Even if it were a stranger that collapsed in front of you, they are someone else’s parent, partner or child. I hope that you would stop and help to the best of your ability, in the hope that a stranger would do the same for your loved one if they were in need.
- Statistics on Causes of Death, Malaysia 2019. Department of Statistics Malaysia 2019. https://www.dosm.gov.my/v1/index.php?r=column/pdfPrev&id=RUxlSDNkcnRVazJnakNCNVN2VGgrdz09
- Yan, S., Gan, Y., Jiang, N. et al. The global survival rate among adult out-of-hospital cardiac arrest patients who received cardiopulmonary resuscitation: a systematic review and meta-analysis. Crit Care 24, 61 (2020). https://doi.org/10.1186/s13054-020-2773-2
- Bottiger BW et al (2020). Up to 206 Million People Reached and Over 5.4 Million Trained in Cardiopulmonary Resuscitation Worldwide: The 2019 International Liaison Committee on Resuscitation World Restart a Heart Initiative. Journal of American Heart Association Vol. 9, No. 15. PMID: 32750297.
- GJ, Frederiksen S, Pascual RG. Cardiac arrest in private locations: different strategies are needed to improve outcome.
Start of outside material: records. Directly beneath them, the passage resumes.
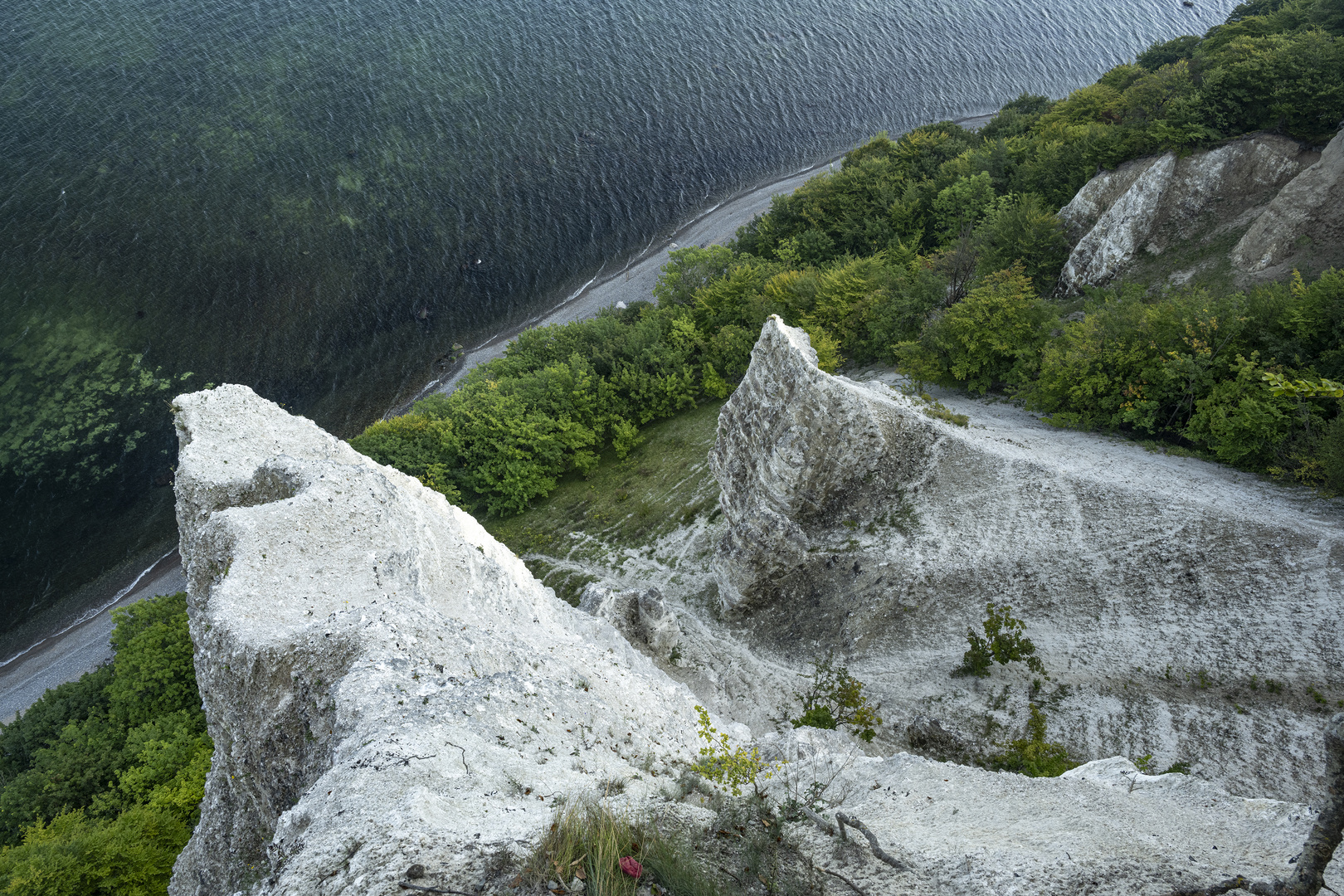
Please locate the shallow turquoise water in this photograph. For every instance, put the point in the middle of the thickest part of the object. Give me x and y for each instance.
(319, 197)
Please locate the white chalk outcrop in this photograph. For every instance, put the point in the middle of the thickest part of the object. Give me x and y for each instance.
(388, 687)
(1311, 206)
(1152, 203)
(1103, 828)
(1161, 592)
(385, 683)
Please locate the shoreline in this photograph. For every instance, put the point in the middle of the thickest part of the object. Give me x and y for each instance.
(710, 226)
(80, 646)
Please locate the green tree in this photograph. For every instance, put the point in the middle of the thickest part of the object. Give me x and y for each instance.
(1004, 641)
(835, 698)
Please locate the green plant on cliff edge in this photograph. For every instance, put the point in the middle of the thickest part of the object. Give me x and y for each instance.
(1003, 642)
(102, 777)
(728, 766)
(1034, 755)
(836, 699)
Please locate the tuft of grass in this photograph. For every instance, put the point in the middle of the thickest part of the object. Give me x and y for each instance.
(587, 840)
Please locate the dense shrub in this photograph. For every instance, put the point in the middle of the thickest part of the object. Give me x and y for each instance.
(104, 777)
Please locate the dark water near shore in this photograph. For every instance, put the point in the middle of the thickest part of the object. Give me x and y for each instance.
(319, 199)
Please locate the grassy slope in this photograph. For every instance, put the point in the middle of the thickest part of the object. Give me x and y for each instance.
(624, 507)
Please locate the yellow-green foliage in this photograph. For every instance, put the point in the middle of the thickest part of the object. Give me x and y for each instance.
(991, 338)
(104, 777)
(728, 766)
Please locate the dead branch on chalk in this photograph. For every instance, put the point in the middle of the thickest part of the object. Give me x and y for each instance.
(431, 889)
(819, 821)
(873, 840)
(845, 879)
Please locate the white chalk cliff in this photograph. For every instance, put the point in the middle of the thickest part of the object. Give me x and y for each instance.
(856, 523)
(1151, 204)
(387, 685)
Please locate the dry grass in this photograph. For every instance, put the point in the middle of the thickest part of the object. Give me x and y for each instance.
(587, 840)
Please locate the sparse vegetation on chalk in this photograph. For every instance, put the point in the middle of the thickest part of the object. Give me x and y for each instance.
(1003, 642)
(834, 699)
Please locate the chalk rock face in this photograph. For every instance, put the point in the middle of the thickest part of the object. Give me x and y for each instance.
(1166, 589)
(385, 683)
(1311, 206)
(643, 617)
(777, 486)
(1101, 828)
(1149, 204)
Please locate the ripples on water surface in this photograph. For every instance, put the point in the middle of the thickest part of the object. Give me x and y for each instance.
(275, 192)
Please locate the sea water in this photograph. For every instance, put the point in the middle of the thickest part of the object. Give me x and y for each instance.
(320, 197)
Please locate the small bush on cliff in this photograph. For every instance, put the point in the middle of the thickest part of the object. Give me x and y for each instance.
(1003, 642)
(835, 699)
(104, 777)
(1034, 755)
(728, 766)
(587, 843)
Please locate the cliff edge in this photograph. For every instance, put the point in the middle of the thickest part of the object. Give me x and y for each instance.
(1181, 609)
(385, 683)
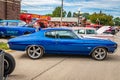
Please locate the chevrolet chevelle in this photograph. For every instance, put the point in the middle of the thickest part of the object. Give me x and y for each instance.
(61, 41)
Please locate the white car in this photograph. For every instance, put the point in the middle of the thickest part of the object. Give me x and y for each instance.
(92, 32)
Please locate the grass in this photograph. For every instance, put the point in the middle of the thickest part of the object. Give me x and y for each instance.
(3, 46)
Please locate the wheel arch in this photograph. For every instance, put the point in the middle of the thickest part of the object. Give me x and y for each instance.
(98, 47)
(35, 45)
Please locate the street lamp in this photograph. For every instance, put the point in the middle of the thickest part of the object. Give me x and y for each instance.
(61, 12)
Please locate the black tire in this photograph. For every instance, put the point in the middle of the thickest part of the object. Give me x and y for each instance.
(9, 64)
(35, 52)
(27, 33)
(99, 54)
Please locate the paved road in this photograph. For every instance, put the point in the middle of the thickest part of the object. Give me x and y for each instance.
(66, 67)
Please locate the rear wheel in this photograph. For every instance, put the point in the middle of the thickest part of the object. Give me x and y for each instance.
(27, 33)
(9, 64)
(35, 52)
(99, 54)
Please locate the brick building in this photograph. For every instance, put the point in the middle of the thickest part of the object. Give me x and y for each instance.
(10, 9)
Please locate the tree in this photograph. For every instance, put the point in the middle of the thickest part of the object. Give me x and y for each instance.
(116, 21)
(57, 12)
(102, 19)
(69, 14)
(86, 15)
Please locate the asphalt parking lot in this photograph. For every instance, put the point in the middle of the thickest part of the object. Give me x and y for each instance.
(66, 67)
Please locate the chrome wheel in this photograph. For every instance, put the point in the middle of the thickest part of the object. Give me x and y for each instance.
(99, 53)
(35, 52)
(6, 65)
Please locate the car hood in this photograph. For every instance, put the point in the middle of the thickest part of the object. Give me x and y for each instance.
(102, 29)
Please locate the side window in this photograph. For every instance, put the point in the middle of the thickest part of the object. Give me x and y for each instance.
(81, 31)
(50, 34)
(66, 35)
(2, 23)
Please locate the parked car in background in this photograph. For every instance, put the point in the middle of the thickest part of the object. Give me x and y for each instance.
(14, 28)
(92, 32)
(61, 41)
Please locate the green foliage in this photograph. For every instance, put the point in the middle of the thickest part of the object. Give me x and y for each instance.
(57, 12)
(49, 15)
(76, 14)
(3, 46)
(117, 21)
(101, 18)
(69, 14)
(86, 15)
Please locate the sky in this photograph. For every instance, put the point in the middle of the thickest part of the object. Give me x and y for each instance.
(43, 7)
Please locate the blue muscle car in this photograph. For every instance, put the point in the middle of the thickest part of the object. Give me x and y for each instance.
(14, 28)
(61, 41)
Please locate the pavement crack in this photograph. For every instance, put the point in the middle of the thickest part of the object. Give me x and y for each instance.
(48, 69)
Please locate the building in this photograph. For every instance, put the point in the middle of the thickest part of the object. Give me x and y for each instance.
(10, 9)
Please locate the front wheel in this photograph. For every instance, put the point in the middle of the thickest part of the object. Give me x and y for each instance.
(9, 64)
(35, 52)
(99, 54)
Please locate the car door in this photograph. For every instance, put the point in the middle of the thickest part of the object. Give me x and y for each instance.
(50, 42)
(69, 42)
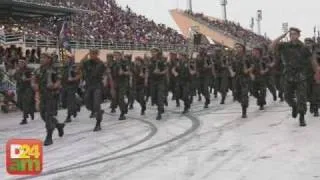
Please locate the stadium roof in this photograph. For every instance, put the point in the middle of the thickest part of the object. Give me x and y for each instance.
(29, 9)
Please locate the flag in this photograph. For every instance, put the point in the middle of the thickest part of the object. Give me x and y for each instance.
(64, 37)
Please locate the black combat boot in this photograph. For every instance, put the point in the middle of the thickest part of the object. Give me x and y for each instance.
(281, 96)
(244, 112)
(302, 120)
(60, 127)
(311, 109)
(32, 115)
(165, 101)
(92, 115)
(223, 99)
(294, 111)
(143, 109)
(68, 119)
(316, 111)
(98, 121)
(186, 109)
(206, 104)
(122, 117)
(261, 107)
(159, 116)
(177, 103)
(75, 114)
(24, 121)
(48, 141)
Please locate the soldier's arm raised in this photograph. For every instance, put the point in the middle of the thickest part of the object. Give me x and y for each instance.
(277, 41)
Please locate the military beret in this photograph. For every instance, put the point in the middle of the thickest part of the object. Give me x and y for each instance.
(308, 40)
(295, 29)
(22, 61)
(155, 49)
(240, 44)
(260, 49)
(94, 51)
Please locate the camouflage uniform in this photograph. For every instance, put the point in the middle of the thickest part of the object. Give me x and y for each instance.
(241, 82)
(122, 88)
(221, 76)
(260, 81)
(93, 71)
(295, 57)
(49, 101)
(25, 92)
(158, 84)
(205, 73)
(69, 91)
(140, 74)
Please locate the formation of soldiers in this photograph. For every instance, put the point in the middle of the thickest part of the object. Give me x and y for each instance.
(289, 70)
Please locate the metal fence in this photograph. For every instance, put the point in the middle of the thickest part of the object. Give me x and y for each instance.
(49, 42)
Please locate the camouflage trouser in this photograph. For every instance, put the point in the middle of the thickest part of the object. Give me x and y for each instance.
(259, 91)
(315, 98)
(309, 89)
(203, 86)
(131, 93)
(140, 93)
(70, 101)
(183, 92)
(157, 92)
(49, 109)
(279, 84)
(221, 85)
(28, 102)
(241, 90)
(123, 91)
(93, 100)
(298, 91)
(271, 85)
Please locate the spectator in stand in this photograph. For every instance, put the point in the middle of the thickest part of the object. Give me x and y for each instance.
(108, 21)
(232, 29)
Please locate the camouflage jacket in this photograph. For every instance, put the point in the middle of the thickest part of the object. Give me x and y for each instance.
(295, 58)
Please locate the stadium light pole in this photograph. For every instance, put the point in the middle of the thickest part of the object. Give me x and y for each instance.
(224, 9)
(189, 3)
(259, 19)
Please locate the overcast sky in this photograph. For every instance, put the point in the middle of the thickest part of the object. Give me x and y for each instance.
(301, 14)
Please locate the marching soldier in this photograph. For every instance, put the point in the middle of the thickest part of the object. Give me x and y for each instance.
(204, 66)
(158, 75)
(222, 74)
(296, 58)
(259, 83)
(70, 83)
(49, 86)
(124, 83)
(25, 92)
(93, 70)
(241, 72)
(184, 71)
(140, 74)
(315, 97)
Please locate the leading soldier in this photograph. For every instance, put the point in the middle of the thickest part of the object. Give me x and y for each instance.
(49, 87)
(25, 92)
(296, 60)
(93, 70)
(70, 84)
(158, 75)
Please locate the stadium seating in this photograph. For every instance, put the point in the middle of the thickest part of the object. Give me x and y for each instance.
(109, 22)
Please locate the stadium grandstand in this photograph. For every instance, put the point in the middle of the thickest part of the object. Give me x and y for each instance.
(221, 32)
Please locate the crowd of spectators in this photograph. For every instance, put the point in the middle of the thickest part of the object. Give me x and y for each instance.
(231, 29)
(105, 20)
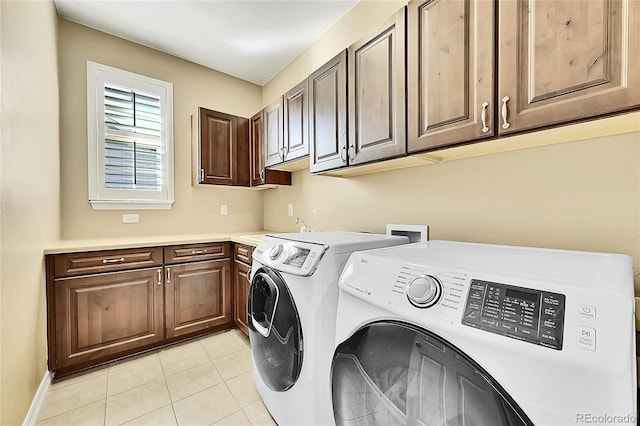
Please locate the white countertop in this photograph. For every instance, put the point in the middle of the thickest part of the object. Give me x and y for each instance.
(251, 238)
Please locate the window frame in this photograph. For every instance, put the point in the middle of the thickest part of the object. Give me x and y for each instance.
(101, 197)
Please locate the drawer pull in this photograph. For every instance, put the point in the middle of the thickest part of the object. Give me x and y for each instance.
(505, 123)
(483, 117)
(109, 261)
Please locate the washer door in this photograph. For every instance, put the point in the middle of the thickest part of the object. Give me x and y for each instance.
(274, 330)
(396, 374)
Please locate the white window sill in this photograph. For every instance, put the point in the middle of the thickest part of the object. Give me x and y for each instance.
(131, 204)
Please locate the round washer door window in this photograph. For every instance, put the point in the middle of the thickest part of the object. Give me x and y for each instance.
(274, 331)
(396, 374)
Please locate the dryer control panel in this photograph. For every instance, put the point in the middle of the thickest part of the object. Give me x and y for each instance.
(534, 316)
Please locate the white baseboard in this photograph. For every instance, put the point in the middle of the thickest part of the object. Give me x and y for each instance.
(38, 400)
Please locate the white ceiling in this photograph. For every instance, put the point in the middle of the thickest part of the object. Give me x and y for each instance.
(249, 39)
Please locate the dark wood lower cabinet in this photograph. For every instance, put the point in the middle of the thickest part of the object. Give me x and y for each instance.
(198, 297)
(103, 315)
(95, 316)
(242, 284)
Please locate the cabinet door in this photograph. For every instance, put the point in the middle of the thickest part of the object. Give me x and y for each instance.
(328, 115)
(296, 122)
(198, 297)
(377, 90)
(273, 133)
(259, 174)
(241, 290)
(257, 149)
(218, 147)
(100, 316)
(566, 60)
(243, 165)
(450, 75)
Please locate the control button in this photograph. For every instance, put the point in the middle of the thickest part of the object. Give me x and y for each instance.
(587, 311)
(275, 251)
(471, 316)
(491, 323)
(548, 336)
(473, 305)
(586, 338)
(424, 291)
(550, 300)
(526, 332)
(506, 326)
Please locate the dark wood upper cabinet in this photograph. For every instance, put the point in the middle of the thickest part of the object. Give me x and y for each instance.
(377, 93)
(296, 122)
(328, 115)
(566, 60)
(260, 175)
(257, 148)
(222, 148)
(274, 132)
(450, 72)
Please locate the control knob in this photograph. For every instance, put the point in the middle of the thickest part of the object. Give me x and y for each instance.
(424, 291)
(275, 251)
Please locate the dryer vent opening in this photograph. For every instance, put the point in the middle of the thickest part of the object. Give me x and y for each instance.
(395, 374)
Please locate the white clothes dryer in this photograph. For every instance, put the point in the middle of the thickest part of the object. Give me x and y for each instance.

Resuscitation. 2003 Aug;58(2):171-6. doi: 10.1016/s0300-9572(03)00118-7. PMID: 12909379.
- Weisfeldt ML, et al. Ventricular Tachyarrhythmias after Cardiac Arrest in Public versus at Home. New England Journal of Medicine, 2011; 364:313-321.
- Karuthan SP et al (2019). Knowledge of and willingness to perform Hands-Only cardiopulmonary resuscitation among college students in Malaysia. Medicine (Baltimore) 98(51): e18466. PMID: 31861024.